HCC Master Calculator: A Research Tool for Comparative Staging Analysis

Enter patient data once. Compare Child-Pugh, ALBI, MELD-Na, BCLC, HKLC, and Milan criteria side-by-side. Built for clinical trial researchers who need to understand staging system concordance and discordance.

HCC Master Calculator Cover Image

Why Staging System Comparison Matters in HCC Research?

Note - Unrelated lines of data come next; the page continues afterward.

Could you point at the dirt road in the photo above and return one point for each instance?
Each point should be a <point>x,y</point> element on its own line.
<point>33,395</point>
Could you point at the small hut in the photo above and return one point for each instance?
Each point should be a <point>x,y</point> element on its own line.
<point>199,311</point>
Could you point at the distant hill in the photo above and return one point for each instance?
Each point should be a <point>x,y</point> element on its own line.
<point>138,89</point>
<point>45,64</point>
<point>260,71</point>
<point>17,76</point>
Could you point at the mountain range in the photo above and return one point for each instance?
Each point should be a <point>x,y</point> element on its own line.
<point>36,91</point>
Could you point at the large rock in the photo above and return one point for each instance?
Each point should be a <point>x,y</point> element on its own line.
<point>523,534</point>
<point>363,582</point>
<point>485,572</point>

Background: Why Hepatocellular carcinoma (HCC) has no universally adopted staging system?

Unlike breast cancer (AJCC TNM) or lung cancer (TNM stage groups), HCC staging must simultaneously account for:

  • Tumor burden
  • Liver function
  • Patient performance status

As a result, multiple staging systems are used in parallel across regions and studies:

  • BCLC (Barcelona Clinic Liver Cancer) – European / Western standard
  • HKLC (Hong Kong Liver Cancer) – Asian-developed, more aggressive surgical criteria
  • CNLC (China Liver Cancer) – Mainland China standard
  • CLIP / JIS – Prognostic scoring systems used in some regions and legacy datasets
  • Child-Pugh / ALBI – Liver function assessment
  • MELD-Na – Transplant allocation and short-term mortality risk

The Research Problem

Question 1: Which staging system should we use?

Question: “Should we stratify patients by BCLC stage or HKLC stage?”

Why this matters: The same patient may be classified as “intermediate stage” by BCLC but considered resection-eligible under HKLC. This directly affects eligibility, treatment assignment, and expected outcomes.

Answer with Master Calculator: Compute both BCLC and HKLC simultaneously and quantify how many patients fall into concordant vs discordant categories before finalizing stratification rules.

Question 2: How do we compare trials that used different systems?

Question: “How do we compare results from a Japanese trial using JIS with a European trial using BCLC?”

Why this matters: Apparent differences in survival or treatment efficacy may reflect differences in staging definitions rather than true biological or therapeutic effects.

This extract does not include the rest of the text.